El consumo de sustancias psicoactivas no es un delito en México, pero la posesión con fines de consumo sí está tipificada como delito. No obstante, si la posesión no excede los montos máximos que establece la Tabla de Orientación y si no se presenta en los lugares señalados en el Art. 475 de la Ley General de Salud (escuela, cárceles, etc.) entonces no lleva aparejada pena privativa de libertad.

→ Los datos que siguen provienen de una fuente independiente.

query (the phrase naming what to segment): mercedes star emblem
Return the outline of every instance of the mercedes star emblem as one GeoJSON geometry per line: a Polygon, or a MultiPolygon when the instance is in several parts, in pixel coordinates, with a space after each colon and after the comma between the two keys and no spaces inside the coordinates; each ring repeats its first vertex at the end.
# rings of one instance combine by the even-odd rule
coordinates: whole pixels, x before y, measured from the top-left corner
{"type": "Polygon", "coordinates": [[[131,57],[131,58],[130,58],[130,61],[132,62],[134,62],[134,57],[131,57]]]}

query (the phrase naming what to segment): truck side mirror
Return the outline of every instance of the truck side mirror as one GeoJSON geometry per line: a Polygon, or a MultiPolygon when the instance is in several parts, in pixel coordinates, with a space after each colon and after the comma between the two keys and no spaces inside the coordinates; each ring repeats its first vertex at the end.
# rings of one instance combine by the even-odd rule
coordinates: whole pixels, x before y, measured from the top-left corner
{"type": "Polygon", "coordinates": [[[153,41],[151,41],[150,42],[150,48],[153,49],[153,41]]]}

El estudio El Estado frente al consumo y los consumidores de drogas ilícitas en México muestra que a pesar de que el consumo de sustancias ilícitas no es un delito –aunque sí lo son casi todas las conductas previas al consumo (como la posesión, suministro, distribución, cultivo, etcétera)–, según los datos recopilados en México el consumo es manejado como delito, y por ende los consumidores son tratados como delincuentes. Sin embargo. Tanto a nivel nacional como internacional existe cierto consenso respecto a que el consumo no debe ser un asunto de índole penal, sino de salud. A la vez, parece que los efectos más nocivos a la salud de los consumidores de sustancias controladas provienen del actual régimen prohibitivo que, al criminalizar a consumidores, los expone a situaciones de mayor riesgo (participar del mercado ilícito, consumir sustancias cuya procedencia y calidad no ha sido verificada o estar en contacto con el sistema penal y –presumiblemente- con el sistema penitenciario en donde la prevalencia de enfermedades contagiosas graves como el VIH/SIDA, Hepatitis, tuberculosis, sarna es mucho mayor que en la población en general).

Actualmente podemos afirmar que lo más grave de esta criminalización del consumo de las drogas, ha traído como consecuencia el aumento de detenciones en la lucha contra el narcotráfico, imputando a los consumidores el delito de narcomenudeo para justificar el trabajo de las procuradurías.